The other day I was at 'Starbucks" getting coffee when I got to talking to another woman. College came up and I told her that I was in my last year and that I will have my B.S. in Communications. She asked what kind of job I wanted after graduation and I told her I wanted to get a journalism job at a magazine or newspaper. I really wanted to be an investigative journalist.
She told me that I was brave to go into a job that is being hated on so much by society. I thought to myself that not all journalist are the same some of us have ethics and don't put our views into everything we write. People have turned on the journalist for what they report, and it doesn't even have to be the journalist opinion, and they will still be hated.
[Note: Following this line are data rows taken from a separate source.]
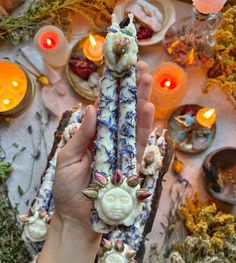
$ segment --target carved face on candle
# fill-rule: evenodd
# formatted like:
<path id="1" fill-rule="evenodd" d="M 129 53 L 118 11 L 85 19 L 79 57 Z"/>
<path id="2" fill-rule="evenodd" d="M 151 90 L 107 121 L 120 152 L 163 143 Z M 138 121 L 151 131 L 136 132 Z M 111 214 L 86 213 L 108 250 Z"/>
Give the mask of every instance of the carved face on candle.
<path id="1" fill-rule="evenodd" d="M 108 225 L 132 225 L 142 210 L 142 202 L 151 195 L 140 189 L 140 178 L 125 178 L 119 170 L 109 178 L 95 173 L 95 178 L 97 186 L 83 190 L 83 194 L 95 200 L 100 219 Z"/>
<path id="2" fill-rule="evenodd" d="M 102 258 L 99 262 L 104 263 L 128 263 L 133 262 L 136 251 L 118 239 L 114 244 L 108 239 L 103 238 L 98 257 Z M 136 261 L 135 261 L 136 262 Z"/>
<path id="3" fill-rule="evenodd" d="M 128 192 L 116 187 L 107 191 L 101 199 L 101 208 L 109 219 L 123 220 L 131 212 L 134 202 Z"/>

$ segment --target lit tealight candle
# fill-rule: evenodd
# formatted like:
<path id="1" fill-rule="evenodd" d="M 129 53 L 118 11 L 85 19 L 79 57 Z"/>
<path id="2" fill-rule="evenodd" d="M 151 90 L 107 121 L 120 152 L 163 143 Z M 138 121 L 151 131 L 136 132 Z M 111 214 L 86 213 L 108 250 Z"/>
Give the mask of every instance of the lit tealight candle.
<path id="1" fill-rule="evenodd" d="M 102 46 L 104 37 L 99 35 L 89 35 L 83 45 L 83 52 L 86 58 L 92 61 L 100 61 L 103 58 Z"/>
<path id="2" fill-rule="evenodd" d="M 69 43 L 63 32 L 55 26 L 44 26 L 39 29 L 34 38 L 35 47 L 44 61 L 53 67 L 66 64 L 70 54 Z"/>
<path id="3" fill-rule="evenodd" d="M 176 79 L 171 75 L 166 74 L 160 78 L 160 87 L 164 90 L 173 90 L 176 88 L 176 84 Z"/>
<path id="4" fill-rule="evenodd" d="M 165 119 L 178 106 L 186 91 L 186 73 L 175 63 L 164 62 L 153 73 L 151 100 L 156 106 L 156 118 Z"/>
<path id="5" fill-rule="evenodd" d="M 0 116 L 21 113 L 31 101 L 32 87 L 15 63 L 0 61 Z"/>
<path id="6" fill-rule="evenodd" d="M 211 128 L 216 121 L 215 109 L 202 108 L 196 116 L 197 122 L 207 128 Z"/>

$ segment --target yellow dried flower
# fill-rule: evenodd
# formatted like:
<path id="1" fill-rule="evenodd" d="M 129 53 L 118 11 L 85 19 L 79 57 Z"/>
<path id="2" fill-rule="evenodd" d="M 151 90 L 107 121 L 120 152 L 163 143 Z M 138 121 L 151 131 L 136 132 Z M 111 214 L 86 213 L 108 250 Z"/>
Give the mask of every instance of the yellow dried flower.
<path id="1" fill-rule="evenodd" d="M 234 98 L 236 92 L 236 5 L 227 8 L 224 12 L 224 20 L 215 33 L 215 39 L 217 60 L 208 71 L 210 77 L 206 81 L 204 91 L 216 85 L 228 96 Z"/>

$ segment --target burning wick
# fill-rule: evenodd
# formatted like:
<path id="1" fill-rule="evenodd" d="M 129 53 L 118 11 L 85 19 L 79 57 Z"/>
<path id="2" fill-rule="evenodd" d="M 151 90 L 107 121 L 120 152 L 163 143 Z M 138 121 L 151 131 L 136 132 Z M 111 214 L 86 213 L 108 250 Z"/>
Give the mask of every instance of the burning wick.
<path id="1" fill-rule="evenodd" d="M 6 100 L 3 101 L 3 103 L 4 103 L 5 105 L 8 105 L 8 104 L 10 103 L 10 100 L 6 99 Z"/>
<path id="2" fill-rule="evenodd" d="M 16 88 L 16 87 L 18 87 L 18 86 L 19 86 L 19 84 L 18 84 L 18 82 L 17 82 L 17 81 L 12 81 L 12 86 Z"/>
<path id="3" fill-rule="evenodd" d="M 176 88 L 177 85 L 171 76 L 166 76 L 166 77 L 164 76 L 164 77 L 162 77 L 162 79 L 160 81 L 160 86 L 164 90 L 173 90 Z"/>
<path id="4" fill-rule="evenodd" d="M 95 39 L 94 39 L 94 37 L 92 35 L 89 35 L 89 40 L 90 40 L 90 43 L 91 43 L 92 46 L 96 46 L 97 45 L 97 43 L 96 43 L 96 41 L 95 41 Z"/>
<path id="5" fill-rule="evenodd" d="M 203 108 L 197 113 L 198 123 L 204 127 L 211 128 L 216 121 L 215 109 Z"/>
<path id="6" fill-rule="evenodd" d="M 51 49 L 55 47 L 56 41 L 51 38 L 46 38 L 43 45 L 45 48 Z"/>

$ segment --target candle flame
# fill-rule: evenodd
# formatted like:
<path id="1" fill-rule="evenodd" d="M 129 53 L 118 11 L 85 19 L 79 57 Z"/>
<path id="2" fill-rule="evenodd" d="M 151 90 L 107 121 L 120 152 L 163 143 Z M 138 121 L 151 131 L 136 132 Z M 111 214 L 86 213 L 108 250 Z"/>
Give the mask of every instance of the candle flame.
<path id="1" fill-rule="evenodd" d="M 8 104 L 10 103 L 10 100 L 5 99 L 5 100 L 3 101 L 3 103 L 4 103 L 5 105 L 8 105 Z"/>
<path id="2" fill-rule="evenodd" d="M 210 110 L 206 111 L 206 112 L 203 114 L 203 117 L 204 117 L 205 119 L 209 119 L 209 118 L 211 118 L 211 116 L 212 116 L 215 112 L 216 112 L 215 109 L 210 109 Z"/>
<path id="3" fill-rule="evenodd" d="M 12 86 L 13 86 L 13 87 L 15 87 L 15 88 L 16 88 L 16 87 L 18 87 L 18 85 L 19 85 L 19 84 L 18 84 L 18 82 L 17 82 L 17 81 L 12 81 Z"/>
<path id="4" fill-rule="evenodd" d="M 50 38 L 47 38 L 46 43 L 50 47 L 52 45 L 52 40 Z"/>
<path id="5" fill-rule="evenodd" d="M 166 85 L 167 87 L 170 87 L 171 82 L 170 82 L 169 80 L 167 80 L 167 81 L 165 82 L 165 85 Z"/>
<path id="6" fill-rule="evenodd" d="M 89 40 L 92 46 L 95 47 L 97 45 L 96 40 L 94 39 L 92 35 L 89 35 Z"/>

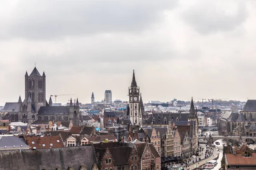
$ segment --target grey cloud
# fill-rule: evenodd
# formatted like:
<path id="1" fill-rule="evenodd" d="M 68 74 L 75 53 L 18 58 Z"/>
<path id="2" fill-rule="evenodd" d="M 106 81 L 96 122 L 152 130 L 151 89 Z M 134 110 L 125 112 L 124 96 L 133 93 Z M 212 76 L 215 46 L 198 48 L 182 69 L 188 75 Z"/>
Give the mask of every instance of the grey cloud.
<path id="1" fill-rule="evenodd" d="M 176 5 L 176 1 L 165 0 L 18 1 L 11 8 L 8 20 L 0 17 L 3 20 L 0 35 L 2 38 L 36 39 L 139 32 L 160 22 L 159 14 L 163 10 L 171 9 Z"/>
<path id="2" fill-rule="evenodd" d="M 223 3 L 227 5 L 225 6 Z M 246 1 L 231 0 L 219 3 L 215 0 L 200 0 L 183 13 L 186 23 L 197 31 L 203 34 L 215 33 L 218 31 L 230 31 L 241 25 L 247 17 Z M 230 12 L 228 8 L 235 8 Z M 230 9 L 233 10 L 234 9 Z"/>

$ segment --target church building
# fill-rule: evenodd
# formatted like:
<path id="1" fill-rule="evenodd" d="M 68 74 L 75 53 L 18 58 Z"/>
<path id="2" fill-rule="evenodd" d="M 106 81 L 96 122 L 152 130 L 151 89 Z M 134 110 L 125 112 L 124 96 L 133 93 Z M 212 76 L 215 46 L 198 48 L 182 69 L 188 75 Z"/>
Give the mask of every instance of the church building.
<path id="1" fill-rule="evenodd" d="M 46 99 L 46 76 L 41 76 L 35 67 L 29 76 L 25 75 L 25 99 L 22 102 L 20 96 L 18 102 L 6 102 L 0 113 L 2 119 L 10 122 L 22 122 L 32 123 L 44 120 L 72 120 L 74 125 L 78 125 L 80 116 L 78 100 L 76 103 L 67 106 L 52 106 L 51 97 L 49 102 Z"/>

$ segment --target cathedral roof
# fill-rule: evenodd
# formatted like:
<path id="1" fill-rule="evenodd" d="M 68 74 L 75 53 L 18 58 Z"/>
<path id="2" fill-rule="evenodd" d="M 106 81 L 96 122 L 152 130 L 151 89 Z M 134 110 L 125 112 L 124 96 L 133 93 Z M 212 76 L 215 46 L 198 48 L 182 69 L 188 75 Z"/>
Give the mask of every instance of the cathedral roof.
<path id="1" fill-rule="evenodd" d="M 41 106 L 39 115 L 69 115 L 69 106 Z"/>
<path id="2" fill-rule="evenodd" d="M 238 118 L 239 116 L 238 114 L 238 113 L 231 113 L 230 116 L 227 119 L 227 120 L 229 121 L 236 121 L 237 118 Z"/>
<path id="3" fill-rule="evenodd" d="M 256 100 L 248 100 L 243 109 L 243 111 L 256 111 Z"/>
<path id="4" fill-rule="evenodd" d="M 135 74 L 134 74 L 134 73 L 132 76 L 132 80 L 131 81 L 131 87 L 137 87 L 137 83 L 135 80 Z"/>
<path id="5" fill-rule="evenodd" d="M 244 114 L 243 114 L 243 113 L 240 113 L 239 114 L 239 116 L 238 116 L 238 118 L 236 119 L 236 121 L 238 121 L 238 122 L 243 122 L 243 121 L 246 121 L 246 119 L 245 119 L 245 118 L 244 117 Z"/>
<path id="6" fill-rule="evenodd" d="M 29 99 L 28 99 L 28 102 L 32 102 L 31 101 L 31 98 L 30 97 L 30 96 L 29 96 Z"/>
<path id="7" fill-rule="evenodd" d="M 39 73 L 38 71 L 37 70 L 37 69 L 36 69 L 36 68 L 35 67 L 35 68 L 34 68 L 34 70 L 33 70 L 33 71 L 32 71 L 32 72 L 31 72 L 31 74 L 29 75 L 29 76 L 41 76 L 41 75 L 40 75 L 40 74 Z"/>

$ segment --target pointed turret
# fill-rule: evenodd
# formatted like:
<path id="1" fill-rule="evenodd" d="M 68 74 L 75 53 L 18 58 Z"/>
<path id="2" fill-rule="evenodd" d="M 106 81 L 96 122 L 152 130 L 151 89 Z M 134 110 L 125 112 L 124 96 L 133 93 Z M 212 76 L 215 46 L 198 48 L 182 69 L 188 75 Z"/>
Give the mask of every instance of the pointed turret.
<path id="1" fill-rule="evenodd" d="M 79 107 L 79 102 L 78 102 L 78 98 L 76 98 L 76 106 Z"/>
<path id="2" fill-rule="evenodd" d="M 193 102 L 193 97 L 192 97 L 191 99 L 191 105 L 190 105 L 189 113 L 191 116 L 195 115 L 195 107 L 194 107 L 194 102 Z"/>
<path id="3" fill-rule="evenodd" d="M 133 74 L 132 76 L 132 81 L 131 81 L 131 87 L 137 87 L 137 83 L 135 80 L 135 74 L 134 74 L 134 70 Z"/>
<path id="4" fill-rule="evenodd" d="M 52 106 L 52 96 L 50 96 L 49 99 L 49 106 Z"/>
<path id="5" fill-rule="evenodd" d="M 20 97 L 19 97 L 19 100 L 18 100 L 18 103 L 22 103 L 22 101 L 21 100 L 21 98 L 20 98 Z"/>
<path id="6" fill-rule="evenodd" d="M 31 100 L 31 98 L 30 97 L 30 96 L 29 96 L 29 99 L 28 99 L 28 102 L 32 102 L 32 101 Z"/>
<path id="7" fill-rule="evenodd" d="M 73 103 L 72 103 L 72 98 L 70 98 L 70 106 L 73 106 Z"/>
<path id="8" fill-rule="evenodd" d="M 36 68 L 35 67 L 35 68 L 34 68 L 34 70 L 33 70 L 33 71 L 31 72 L 31 74 L 29 75 L 29 76 L 41 76 L 41 75 L 39 73 L 38 71 L 36 69 Z"/>

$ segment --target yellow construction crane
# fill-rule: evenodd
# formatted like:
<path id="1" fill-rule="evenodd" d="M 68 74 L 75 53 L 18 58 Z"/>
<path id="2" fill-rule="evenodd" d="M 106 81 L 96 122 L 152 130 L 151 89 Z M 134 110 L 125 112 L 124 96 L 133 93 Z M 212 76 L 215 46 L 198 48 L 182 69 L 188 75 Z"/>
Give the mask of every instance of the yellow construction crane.
<path id="1" fill-rule="evenodd" d="M 214 100 L 227 100 L 228 99 L 208 99 L 208 101 L 212 101 L 212 108 L 213 108 L 213 101 Z"/>
<path id="2" fill-rule="evenodd" d="M 51 97 L 55 97 L 55 103 L 56 103 L 57 101 L 57 97 L 59 96 L 73 96 L 74 95 L 74 94 L 52 94 L 51 96 Z"/>

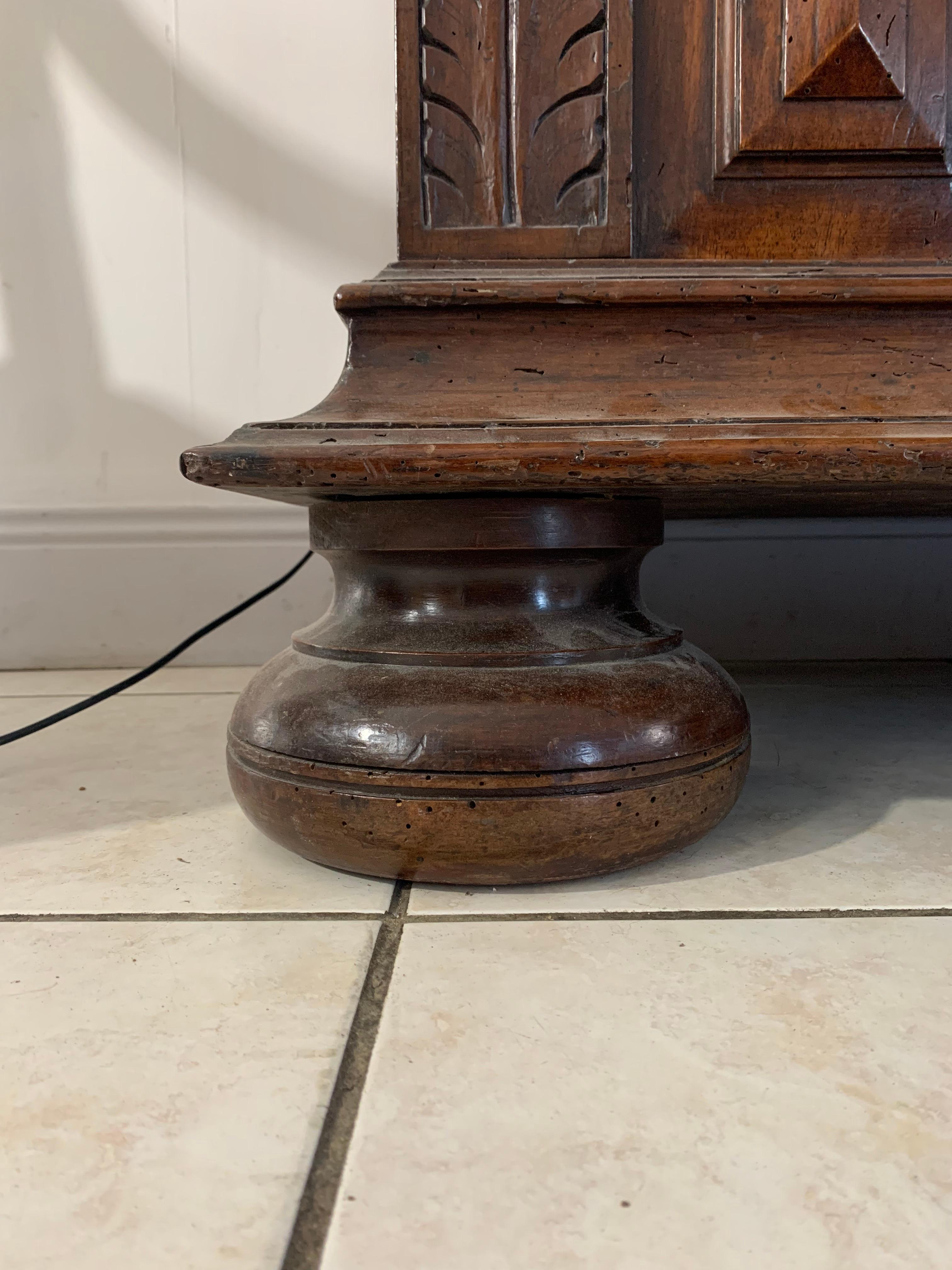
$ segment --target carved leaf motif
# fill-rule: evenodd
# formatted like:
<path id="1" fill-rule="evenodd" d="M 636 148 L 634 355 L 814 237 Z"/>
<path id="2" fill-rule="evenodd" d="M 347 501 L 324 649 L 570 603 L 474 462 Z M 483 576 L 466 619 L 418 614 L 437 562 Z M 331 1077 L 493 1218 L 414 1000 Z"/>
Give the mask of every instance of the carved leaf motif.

But getting hate messages and being called names is part of the job, people are not going to like everything you write, and society these days get offended very easily, being a journalist means writing the facts and truths and not worrying about how people feel and not wanting to hurt their feelings.
We have to defend our work most of the time, whether if it is for something that is related to politics, sexuality, or race, those are some of the most opinionated when it comes to reporting.
People love to hate on the media no matter what you write, and that's fine everyone has their own opinions, but when you start sending death threats or wishing harm to them, that's when you have gone way too far.
Five staff writers at the " Capital Gazzet" in Annapolis last year was harassed by someone who had a grudge against the newspaper, he had been harassing the paper's employees since 2011. We as a journalist can take the rude comments but when something like this happens or a journalist is killed while reporting a story that's what is the scary part.
More women journalist are threatened and harassed more than men, they are harassed because of their gender, the way they look and dress when they are on camera and will be called all sorts of names, one journalist was called a sausage because she was pregnant and wore a form-fitting dress.
A study that was done by "Trollbusters" and "The International Women's Media Foundation" found that more than 40% of female journalist stop writing stories that they knew would incite verbal and even physical attacks, and even 30% thought about leaving their journalistic job.
We should not have to live looking over our shoulder because people don't like what we write, and we should have to leave the job we love because we are being threatened. The hate on the media needs to stop, having opinions is one thing, keep it at that, sending threats and harassing people because of the way they look, their gender or what they write is going too far, just because you got offended.